Let’s explore the parameters:

test_table: contains test data, typically in the form of question-and-answer pairs, with its content determined by the specified version parameter.
version: The doc_id is provided to the version parameter. This version of evaluations checks if the document ID retrieved from the knowledge base aligns with the expected document ID defined in the test table.
generate_data : can be set to true so that data from Knowledge Base can be used by default.
- from_sql: is used to generate test data that gets stored in our test_table, we select data from our original data source and concatenate the columns to be specified as content that will help generate data.
- count: defines the size of the test dataset which is set to 5 in our query.
evaluate : This parameter is set to true to define that the Knowledge Base needs to be evaluated.
save_to: to define the table where we would like to store the results.

Here are the results:

Now we can select the data generated in the test table to view it:

SELECT * FROM files.my_test_table;

You will see that 5 questions have been generated with 5 answers and the corresponding doc_id.

Now let’s check the results of the evaluation:

SELECT * FROM files.my_result_table;

Let’s look at the parameters:

total: stores the total number of questions asked.
total_found: records the number of questions for which the knowledge base returned correct answers.
retrieved_in_top_10: records the number of correct answers provided by the knowledge base within the top 10 questions.
cumulative_recall: stores data that can be used for a chart.
average_query_time: stores the execution time of a search query of the knowledge base.
name: stores the name of Knowledge Base.
created_at column: displays when the KB was created.

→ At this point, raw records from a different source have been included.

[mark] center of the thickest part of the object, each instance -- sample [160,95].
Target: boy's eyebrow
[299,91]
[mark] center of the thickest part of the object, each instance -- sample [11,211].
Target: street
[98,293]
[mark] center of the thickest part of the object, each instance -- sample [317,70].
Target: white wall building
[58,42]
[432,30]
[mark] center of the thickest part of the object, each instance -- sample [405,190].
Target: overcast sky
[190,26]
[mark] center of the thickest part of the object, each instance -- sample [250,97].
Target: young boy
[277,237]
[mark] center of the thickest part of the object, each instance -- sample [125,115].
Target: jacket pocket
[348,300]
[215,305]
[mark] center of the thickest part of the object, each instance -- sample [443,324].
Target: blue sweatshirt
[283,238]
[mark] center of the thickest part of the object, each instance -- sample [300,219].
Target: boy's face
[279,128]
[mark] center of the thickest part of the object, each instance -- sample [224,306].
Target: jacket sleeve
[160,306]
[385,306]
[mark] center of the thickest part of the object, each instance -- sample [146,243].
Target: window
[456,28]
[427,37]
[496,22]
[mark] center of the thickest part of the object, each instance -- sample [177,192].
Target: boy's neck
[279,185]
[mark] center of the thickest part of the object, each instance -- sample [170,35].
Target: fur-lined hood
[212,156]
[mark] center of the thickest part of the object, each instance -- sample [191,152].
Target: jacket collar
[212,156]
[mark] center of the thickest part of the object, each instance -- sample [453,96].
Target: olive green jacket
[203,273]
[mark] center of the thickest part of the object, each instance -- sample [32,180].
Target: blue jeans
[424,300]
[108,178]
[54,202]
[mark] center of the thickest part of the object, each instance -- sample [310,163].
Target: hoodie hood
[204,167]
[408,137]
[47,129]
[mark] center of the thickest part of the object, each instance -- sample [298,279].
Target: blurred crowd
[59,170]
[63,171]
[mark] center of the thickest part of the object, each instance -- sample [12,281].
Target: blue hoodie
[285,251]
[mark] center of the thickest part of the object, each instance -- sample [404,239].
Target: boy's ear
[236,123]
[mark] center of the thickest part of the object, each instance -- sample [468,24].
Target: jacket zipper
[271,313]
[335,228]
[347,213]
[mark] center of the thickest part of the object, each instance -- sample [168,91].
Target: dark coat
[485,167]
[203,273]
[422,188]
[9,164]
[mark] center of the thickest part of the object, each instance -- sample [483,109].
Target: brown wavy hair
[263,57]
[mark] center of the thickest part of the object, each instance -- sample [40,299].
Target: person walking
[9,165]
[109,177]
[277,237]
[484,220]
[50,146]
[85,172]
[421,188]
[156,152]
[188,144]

You can now evaluate the llm_relevancy of the knowledge base.

EVALUATE KNOWLEDGE_BASE sales_kb
USING
   test_table = files.my_test_table2,
   version = 'llm_relevancy',
   generate_data = {
       'from_sql': 'SELECT id, created_at || \', \' || company || \', \' || call_summaries || \', \' || key_points || \' , \' || next_steps AS  content FROM sales_manager_data.call_summaries',
       'count': 5
   },
   evaluate = true,
   save_to = files.my_result_table2;

Here are the results:

Let’s query the test table where the test data is stored in:

 SELECT * FROM files.my_test_table2;

We can see the questions asked and answers generated based on the text in the Knowledge Base:

Now let’s query the results table:

SELECT * FROM files.my_result_table2;

The evaluation output includes several key metrics for assessing knowledge base performance:

avg_relevancy: stores the average relevancy of retrieved responses.
avg_relevance_score_by_k: captures the average relevancy at a specified rank k.
avg_first_relevant_position: indicates the average position of the first relevant result.
mean_mrr: represents the Mean Reciprocal Rank (MRR), a common metric for evaluating ranked retrieval.
hit_at_k: measures whether a relevant result appears within the top k results.
bin_precision_at_k: records the Binary Precision.
avg_entropy: reflects the average entropy of relevance scores, providing insight into response consistency.
avg_ndcg: captures the average normalized Discounted Cumulative Gain (nDCG), which assesses ranking quality.
avg_query_time: logs the average execution time for knowledge base queries.
name : identifies the knowledge base
created_at: stores the timestamp when the evaluation was generated.